Zoumboulakis Galleries present the group show “Pause” by Kostas Christopoulos, George Gyparakis, Katerina Stefanidaki, Evanthia Tsantila and Zafos Xagoraris.
‘Pause’ is defined as a silent interval. It is a short, brief moment in time which lasts. It is the absolute silence. Pause during a conversation is the moment where nobody speaks but thoughts keep evolving. In a theatrical play case, pause is the moment when actors prepare themselves for the next scene. In a musical symphonic part pause is the essential breath before the next musical expression. The concept of this group show uses the word ‘pause’ as a way to describe an image. It concerns works of art which, within a general state of agitation and a constant succession of events and actions, invite the viewer to take pause for a moment and think, to take a breath within the present time so as to reconsider the past and dream of the future.
‘Pause’ also refers here to a kind of interval in the series of works presented. Works made during the artists’ creative pauses, that are presented for the first time, that were meant to be created now, old works with new notional and expressive significances.

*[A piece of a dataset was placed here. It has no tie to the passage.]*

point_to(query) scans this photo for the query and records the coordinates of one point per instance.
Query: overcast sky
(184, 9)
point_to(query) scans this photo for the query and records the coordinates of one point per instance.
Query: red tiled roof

George Gyparakis presents the work “Plant Blindness” in which he rewrites his autobiography relatively to the story of his garden and in particular to the incidents relating to the life of a walnut tree. The concept “Plant Blindness” –term invented by the American botanists Wandersee & Schlusser in 1998 and which determines the incapacity/inability of contemporary man to see or to observe the plants within this environment- originates in the exhibition “Nice” (cur. Yiannis Gregoriades, Yiannis Isidorou, Nikea, 2016). The installation presented at the exhibition “Pause” constitutes a second autonomous version of the same questioning.
Zafos Xagoraris presents a series of drawings on ink in various dimensions. The series of works refers to the description of hypothetic installations in urban environments, whose realization has altered or postponed. The use of the drawing constitutes along with the visits, the possible recordings or assembly of mechanisms, a stage of movements’ sequence targeting to an often unified venture.
Katerina Stefanidaki presents a new installation of variable dimensions titled “Mine”. It describes an immobilized image of an explosion which dissects the painting surface and seems to move towards the viewer. The absence of sound or movement is replaced by the various images with which he is confronted. The different parts of the work, the floating overlapping of the drawings, without been visually apparent or surrounding the viewers, are all spread in the exhibition space, creating a variable off-frame image, a painting in the air. The work is in progress and is regarded as part of a series of works by Stefanidaki which describe the city and its mutations.
Evanthia Tsantila is showing a series of drawings, entitled “The Room / The Landscape”. Two of these are large-scale drawings and were first shown in 2006 at the “Grand Promenade” International Exhibition, organised by the National Museum of Contemporary Art in Athens. The artist explores mechanisms of memorialisation, mechanisms of production of meaning and the channels along which these travel and are transmitted. The imaginary landscapes she creates result from this probative and exploratory process. Her drawing compositions seek to question and disturb what appears familiar and unambiguous. How do past images appear in the present, what is their hold on us? What is transmitted by these images? Can it be named? How are such images to be taken up into the work of art and what is that is transfigured through them?
Kostas Christopoulos exhibits the painting “Histoire/II s’écrit”, 2007-2017. A work which is painted over an older one (2007) presented at the Action field Kodra at the exhibition “Meatspace” curated by Christopher Marinos. The initial image comes from the cinema newsreel of the Spanish Civil War. “History can be written” is the phrase read by the viewer on the surface of the painting. Which real events are transformed to historical events and which are the procedures that a work uses to pose a question indirectly? How can the interpretation of the past depend on the questions posed by the present and what is the meaning of the past’s recovery for the present? Finally, what is the stakes of this still? A work- reflection on contemporary quests.